通電・通水していない物件では、設備の動作確認ができません。所有者又は不動産会社へ、点検履歴、修繕履歴、引渡し時の状態を確認します。

入口・共用部・近隣状況を見る

宿泊者が迷わず入館できるか、深夜の出入りが近隣へどう響くか、ゴミ・喫煙・会話がどこで発生するかを現地で想像します。宿泊者の動線と居住者の日常動線が重なる物件では、運営ルールだけで解消できるかも検討します。

入口と運営動線

  • 道路・駅側から入口までの道順と夜間の見つけやすさ
  • 共用玄関、オートロック、エレベーター、共用階段の使用ルール
  • 鍵の受渡し、本人確認、チェックインを行う場所
  • 清掃・リネン搬入、ゴミ搬出、緊急時の駆けつけ動線
  • 玄関前、廊下、バルコニー等で音や会話が響きやすい場所

近隣と周辺環境

隣接する戸建て・共同住宅、同じ建物の住戸、ゴミ置場、学校等の周辺施設を地図と現地で確認します。新築や増築中の建物など、オンライン地図へ反映されていない対象がないかも見ます。

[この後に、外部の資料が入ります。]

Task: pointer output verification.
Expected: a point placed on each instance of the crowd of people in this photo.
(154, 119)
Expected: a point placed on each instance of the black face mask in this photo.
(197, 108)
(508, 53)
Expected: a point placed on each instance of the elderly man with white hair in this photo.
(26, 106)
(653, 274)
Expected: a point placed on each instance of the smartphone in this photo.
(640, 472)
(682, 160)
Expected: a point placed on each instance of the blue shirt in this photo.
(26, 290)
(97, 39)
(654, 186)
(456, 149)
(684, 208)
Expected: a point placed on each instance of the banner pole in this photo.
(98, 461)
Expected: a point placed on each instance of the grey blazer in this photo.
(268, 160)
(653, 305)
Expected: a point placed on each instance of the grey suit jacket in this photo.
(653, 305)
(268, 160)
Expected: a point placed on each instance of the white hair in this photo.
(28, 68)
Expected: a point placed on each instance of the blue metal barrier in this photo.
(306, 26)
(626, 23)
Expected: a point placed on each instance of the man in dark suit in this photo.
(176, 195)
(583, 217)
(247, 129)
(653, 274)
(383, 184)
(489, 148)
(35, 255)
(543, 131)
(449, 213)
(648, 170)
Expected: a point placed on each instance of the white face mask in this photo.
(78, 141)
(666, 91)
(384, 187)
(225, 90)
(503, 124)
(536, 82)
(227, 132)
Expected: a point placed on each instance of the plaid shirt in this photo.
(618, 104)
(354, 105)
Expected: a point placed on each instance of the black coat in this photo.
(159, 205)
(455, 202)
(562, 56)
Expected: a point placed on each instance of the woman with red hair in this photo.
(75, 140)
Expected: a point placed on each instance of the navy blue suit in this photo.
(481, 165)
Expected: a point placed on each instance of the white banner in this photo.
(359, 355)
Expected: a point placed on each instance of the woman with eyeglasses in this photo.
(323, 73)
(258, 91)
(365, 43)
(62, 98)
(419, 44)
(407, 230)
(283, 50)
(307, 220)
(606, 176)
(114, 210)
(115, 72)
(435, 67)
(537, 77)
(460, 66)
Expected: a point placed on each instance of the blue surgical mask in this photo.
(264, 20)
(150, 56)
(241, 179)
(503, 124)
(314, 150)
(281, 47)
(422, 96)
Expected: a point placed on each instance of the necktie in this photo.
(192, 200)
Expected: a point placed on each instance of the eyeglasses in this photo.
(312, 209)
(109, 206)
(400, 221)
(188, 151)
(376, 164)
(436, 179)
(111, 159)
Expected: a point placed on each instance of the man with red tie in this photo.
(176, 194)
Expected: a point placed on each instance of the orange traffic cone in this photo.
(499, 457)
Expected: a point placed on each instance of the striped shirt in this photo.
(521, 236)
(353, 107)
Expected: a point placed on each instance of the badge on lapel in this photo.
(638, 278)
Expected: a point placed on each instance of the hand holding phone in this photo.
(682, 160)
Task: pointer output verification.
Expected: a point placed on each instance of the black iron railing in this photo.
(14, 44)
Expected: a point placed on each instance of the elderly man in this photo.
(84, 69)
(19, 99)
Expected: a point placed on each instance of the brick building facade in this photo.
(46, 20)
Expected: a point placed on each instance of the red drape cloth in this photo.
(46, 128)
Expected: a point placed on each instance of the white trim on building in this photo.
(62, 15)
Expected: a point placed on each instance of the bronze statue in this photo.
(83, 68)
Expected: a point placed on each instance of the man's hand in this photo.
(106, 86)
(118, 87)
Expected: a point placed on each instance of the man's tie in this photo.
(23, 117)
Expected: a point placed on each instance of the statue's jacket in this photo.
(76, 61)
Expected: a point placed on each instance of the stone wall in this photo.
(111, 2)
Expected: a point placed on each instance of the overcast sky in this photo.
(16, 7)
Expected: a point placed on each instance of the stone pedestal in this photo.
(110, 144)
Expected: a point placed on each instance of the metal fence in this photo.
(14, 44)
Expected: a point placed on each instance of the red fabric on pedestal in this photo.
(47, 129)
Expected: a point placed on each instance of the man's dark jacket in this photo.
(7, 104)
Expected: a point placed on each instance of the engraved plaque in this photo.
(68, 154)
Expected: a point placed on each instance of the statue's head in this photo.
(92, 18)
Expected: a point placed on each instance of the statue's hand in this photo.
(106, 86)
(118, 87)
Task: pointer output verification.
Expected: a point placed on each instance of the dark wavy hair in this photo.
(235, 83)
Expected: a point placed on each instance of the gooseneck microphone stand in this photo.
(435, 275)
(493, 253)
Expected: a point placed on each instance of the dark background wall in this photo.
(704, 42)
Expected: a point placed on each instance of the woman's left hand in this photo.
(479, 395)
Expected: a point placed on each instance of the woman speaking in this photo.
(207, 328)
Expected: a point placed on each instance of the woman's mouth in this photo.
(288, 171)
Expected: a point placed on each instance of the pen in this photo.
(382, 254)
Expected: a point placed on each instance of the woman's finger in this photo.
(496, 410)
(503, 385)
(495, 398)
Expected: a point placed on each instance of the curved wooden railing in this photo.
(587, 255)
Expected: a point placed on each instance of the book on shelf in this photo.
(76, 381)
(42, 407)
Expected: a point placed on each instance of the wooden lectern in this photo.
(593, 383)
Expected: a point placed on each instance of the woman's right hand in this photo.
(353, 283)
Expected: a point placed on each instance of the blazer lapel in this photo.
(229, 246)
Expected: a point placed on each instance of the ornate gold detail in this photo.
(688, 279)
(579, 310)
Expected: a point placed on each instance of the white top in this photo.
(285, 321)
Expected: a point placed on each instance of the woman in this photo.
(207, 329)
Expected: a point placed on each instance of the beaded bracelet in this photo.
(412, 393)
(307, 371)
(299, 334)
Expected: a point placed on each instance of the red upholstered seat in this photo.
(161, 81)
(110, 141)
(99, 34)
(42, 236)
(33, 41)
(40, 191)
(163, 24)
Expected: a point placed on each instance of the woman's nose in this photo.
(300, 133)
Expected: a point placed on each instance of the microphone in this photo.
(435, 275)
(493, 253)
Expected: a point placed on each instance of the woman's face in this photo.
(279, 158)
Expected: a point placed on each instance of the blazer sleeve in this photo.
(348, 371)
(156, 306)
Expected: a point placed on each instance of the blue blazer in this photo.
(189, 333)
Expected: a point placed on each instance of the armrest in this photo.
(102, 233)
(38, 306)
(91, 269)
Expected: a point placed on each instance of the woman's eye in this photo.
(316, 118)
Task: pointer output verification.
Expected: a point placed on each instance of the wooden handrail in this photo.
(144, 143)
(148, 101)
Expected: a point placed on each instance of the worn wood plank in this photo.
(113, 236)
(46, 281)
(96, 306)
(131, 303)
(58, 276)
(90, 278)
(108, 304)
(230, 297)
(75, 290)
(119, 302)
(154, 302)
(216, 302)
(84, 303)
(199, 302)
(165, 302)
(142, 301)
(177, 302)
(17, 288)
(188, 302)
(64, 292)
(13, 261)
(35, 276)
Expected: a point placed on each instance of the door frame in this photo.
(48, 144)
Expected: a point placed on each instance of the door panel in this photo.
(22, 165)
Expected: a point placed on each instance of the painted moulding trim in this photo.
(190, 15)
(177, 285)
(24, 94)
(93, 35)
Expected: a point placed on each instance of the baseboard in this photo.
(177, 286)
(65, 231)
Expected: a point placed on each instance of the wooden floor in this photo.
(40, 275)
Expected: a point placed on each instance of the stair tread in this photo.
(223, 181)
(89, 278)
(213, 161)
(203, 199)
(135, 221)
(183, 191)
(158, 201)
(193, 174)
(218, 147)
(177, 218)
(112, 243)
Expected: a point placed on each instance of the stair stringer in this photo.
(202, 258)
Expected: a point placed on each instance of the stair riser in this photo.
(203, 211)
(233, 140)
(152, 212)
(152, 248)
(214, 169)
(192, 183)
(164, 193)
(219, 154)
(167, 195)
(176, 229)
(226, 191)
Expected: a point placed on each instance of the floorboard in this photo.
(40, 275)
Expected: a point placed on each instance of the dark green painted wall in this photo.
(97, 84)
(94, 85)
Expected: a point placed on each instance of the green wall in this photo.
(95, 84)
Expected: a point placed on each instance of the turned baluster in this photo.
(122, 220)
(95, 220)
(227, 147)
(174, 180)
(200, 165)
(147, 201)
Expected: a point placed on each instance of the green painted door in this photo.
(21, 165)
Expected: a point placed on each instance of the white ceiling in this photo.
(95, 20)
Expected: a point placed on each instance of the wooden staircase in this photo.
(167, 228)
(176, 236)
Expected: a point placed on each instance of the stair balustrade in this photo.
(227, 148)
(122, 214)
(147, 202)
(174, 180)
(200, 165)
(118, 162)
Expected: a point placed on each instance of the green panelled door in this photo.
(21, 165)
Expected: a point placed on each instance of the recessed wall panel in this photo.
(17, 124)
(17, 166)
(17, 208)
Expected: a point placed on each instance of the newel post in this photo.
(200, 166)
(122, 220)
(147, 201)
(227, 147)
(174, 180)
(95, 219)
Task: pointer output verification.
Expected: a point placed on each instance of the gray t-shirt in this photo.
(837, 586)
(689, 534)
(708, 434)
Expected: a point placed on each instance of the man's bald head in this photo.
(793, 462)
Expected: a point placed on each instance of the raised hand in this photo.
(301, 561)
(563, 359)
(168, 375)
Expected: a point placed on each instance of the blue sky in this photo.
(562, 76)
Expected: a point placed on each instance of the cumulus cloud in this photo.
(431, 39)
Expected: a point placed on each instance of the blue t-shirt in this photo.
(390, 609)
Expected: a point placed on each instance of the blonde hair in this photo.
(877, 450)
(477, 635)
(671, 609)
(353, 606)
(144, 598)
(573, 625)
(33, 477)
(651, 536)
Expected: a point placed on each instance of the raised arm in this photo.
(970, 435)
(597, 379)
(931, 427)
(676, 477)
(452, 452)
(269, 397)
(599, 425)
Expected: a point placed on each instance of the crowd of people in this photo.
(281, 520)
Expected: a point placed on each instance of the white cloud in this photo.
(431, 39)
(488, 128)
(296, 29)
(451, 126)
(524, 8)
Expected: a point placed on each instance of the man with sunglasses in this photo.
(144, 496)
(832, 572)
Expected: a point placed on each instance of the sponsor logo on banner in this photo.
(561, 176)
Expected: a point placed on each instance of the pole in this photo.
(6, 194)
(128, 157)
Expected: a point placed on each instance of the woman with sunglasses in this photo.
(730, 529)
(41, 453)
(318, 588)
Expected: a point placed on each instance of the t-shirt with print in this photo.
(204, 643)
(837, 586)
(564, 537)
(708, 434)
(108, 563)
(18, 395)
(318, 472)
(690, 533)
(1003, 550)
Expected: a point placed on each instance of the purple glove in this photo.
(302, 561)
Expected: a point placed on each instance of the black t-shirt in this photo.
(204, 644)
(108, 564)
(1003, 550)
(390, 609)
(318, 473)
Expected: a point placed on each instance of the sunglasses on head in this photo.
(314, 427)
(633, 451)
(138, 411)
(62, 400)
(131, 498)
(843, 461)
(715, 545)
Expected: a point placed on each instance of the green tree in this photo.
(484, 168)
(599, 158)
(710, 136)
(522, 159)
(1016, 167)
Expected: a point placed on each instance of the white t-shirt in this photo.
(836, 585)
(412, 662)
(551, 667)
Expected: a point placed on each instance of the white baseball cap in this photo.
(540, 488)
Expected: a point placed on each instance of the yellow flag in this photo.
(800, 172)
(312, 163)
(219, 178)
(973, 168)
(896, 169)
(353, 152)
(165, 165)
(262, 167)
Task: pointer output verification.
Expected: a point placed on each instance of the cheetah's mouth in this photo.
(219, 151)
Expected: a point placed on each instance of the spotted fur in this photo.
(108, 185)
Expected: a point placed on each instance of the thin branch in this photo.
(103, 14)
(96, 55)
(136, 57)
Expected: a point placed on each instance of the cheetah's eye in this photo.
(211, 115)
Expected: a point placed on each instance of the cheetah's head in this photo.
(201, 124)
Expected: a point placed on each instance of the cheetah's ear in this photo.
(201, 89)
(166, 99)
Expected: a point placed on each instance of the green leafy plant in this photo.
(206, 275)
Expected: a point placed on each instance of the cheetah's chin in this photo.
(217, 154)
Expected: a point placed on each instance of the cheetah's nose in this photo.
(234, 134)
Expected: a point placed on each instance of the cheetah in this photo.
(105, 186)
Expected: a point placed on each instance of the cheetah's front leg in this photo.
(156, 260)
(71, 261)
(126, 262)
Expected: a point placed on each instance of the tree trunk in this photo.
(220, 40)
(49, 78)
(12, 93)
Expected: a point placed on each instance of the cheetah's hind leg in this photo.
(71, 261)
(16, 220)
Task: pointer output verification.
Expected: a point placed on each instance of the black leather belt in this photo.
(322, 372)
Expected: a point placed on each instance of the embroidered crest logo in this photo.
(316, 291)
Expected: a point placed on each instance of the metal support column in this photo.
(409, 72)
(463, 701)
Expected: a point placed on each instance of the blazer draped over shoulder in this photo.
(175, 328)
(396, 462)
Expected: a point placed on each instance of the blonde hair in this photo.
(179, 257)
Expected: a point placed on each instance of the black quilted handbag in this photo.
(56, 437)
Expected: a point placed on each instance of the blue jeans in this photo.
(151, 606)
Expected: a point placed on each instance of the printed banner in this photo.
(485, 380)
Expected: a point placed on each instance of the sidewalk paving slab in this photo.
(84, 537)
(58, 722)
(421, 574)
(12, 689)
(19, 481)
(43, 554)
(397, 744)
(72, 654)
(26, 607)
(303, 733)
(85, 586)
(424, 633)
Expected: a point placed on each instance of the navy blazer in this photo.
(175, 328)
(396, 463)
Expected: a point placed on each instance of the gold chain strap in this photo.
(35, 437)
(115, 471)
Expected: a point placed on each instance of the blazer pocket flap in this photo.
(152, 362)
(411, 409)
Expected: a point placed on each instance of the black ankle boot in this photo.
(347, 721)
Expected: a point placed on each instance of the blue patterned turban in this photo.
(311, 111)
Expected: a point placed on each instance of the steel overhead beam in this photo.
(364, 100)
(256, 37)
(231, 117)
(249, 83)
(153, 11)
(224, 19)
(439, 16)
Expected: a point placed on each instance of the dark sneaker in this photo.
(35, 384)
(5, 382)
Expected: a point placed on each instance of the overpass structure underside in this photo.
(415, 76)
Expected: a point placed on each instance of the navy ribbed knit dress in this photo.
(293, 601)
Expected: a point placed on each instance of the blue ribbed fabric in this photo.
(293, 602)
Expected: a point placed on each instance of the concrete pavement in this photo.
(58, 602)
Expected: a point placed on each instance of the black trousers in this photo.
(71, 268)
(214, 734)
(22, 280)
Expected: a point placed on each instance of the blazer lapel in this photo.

近隣周知の対象範囲は、見た目の距離だけで確定できない場合があります。説明範囲の決め方と実施漏れの防止は次の記事で確認してください。

写真と記録を専門家へ渡せる形にする

写真が多くても、どこを撮ったものか分からなければ判断に使えません。内見後すぐに、図面の番号と写真名を対応させます。

  1. 図面へ番号を付ける:外周A、1階B、2階Cなど、撮影範囲を分ける
  2. 全景と接写を一組にする:位置関係が分かる写真と、寸法・型式が読める写真を残す
  3. 寸法を書き込む:測定位置、単位、測れなかった箇所を図面へ記録する
  4. 不一致を一覧にする:壁、窓、設備、増築等、図面と異なる箇所を一行ずつまとめる
  5. 未確認事項を分ける:所有者への質問、行政確認、専門家調査が必要な事項へ分類する

専門家へ送るときは、所在地、希望制度、予定定員、使用する階・部屋、図面、写真、不一致一覧を一つの組にします。物件の魅力を説明するより、事実と未確認事項を分けて伝えるほうが判断が早くなります。

ワンポイント

写真名を「IMG_1234」のままにせず、「外周_道路側」「1階_階段幅」「2階_南窓」「分電盤」などへ変更すると、行政や専門家との確認時に同じ箇所を共有しやすくなります。

内見だけで確定できないこと

内見は、許可・届出の可否を確定する場ではありません。次の事項は、公的資料、所有者資料、行政協議、専門資格者の調査等を組み合わせて確認します。

  • 建築基準法上の道路種別、境界、正確な接道長さ
  • 建物の建築用途、確認・検査の履歴、増改築の適法性
  • 旅館業・住宅宿泊事業・特区民泊の個別要件への適合
  • 必要な消防設備の種類、範囲、設置費用
  • 管理規約、所有者承諾、賃貸借契約上の宿泊利用の可否
  • 自治体条例、近隣周知、周辺施設への照会等の手続

契約前に確認する全体の順番は、クラスターのピラー記事で整理しています。

まとめ|内見では判断材料を持ち帰る

民泊・旅館業の物件内見では、外周・道路、建物のつながり、図面と現況、寸法、避難・消防、水回り、入口・近隣の順に確認します。写真は全景と接写を組み合わせ、図面上の場所と寸法が後から分かる形で残します。

内見の目的は、その場で許可の可否を自己判断することではありません。資料と現況の違い、追加調査が必要な論点を見つけ、契約前に行政書士、建築士、消防設備士、行政等へ確認できる状態へすることです。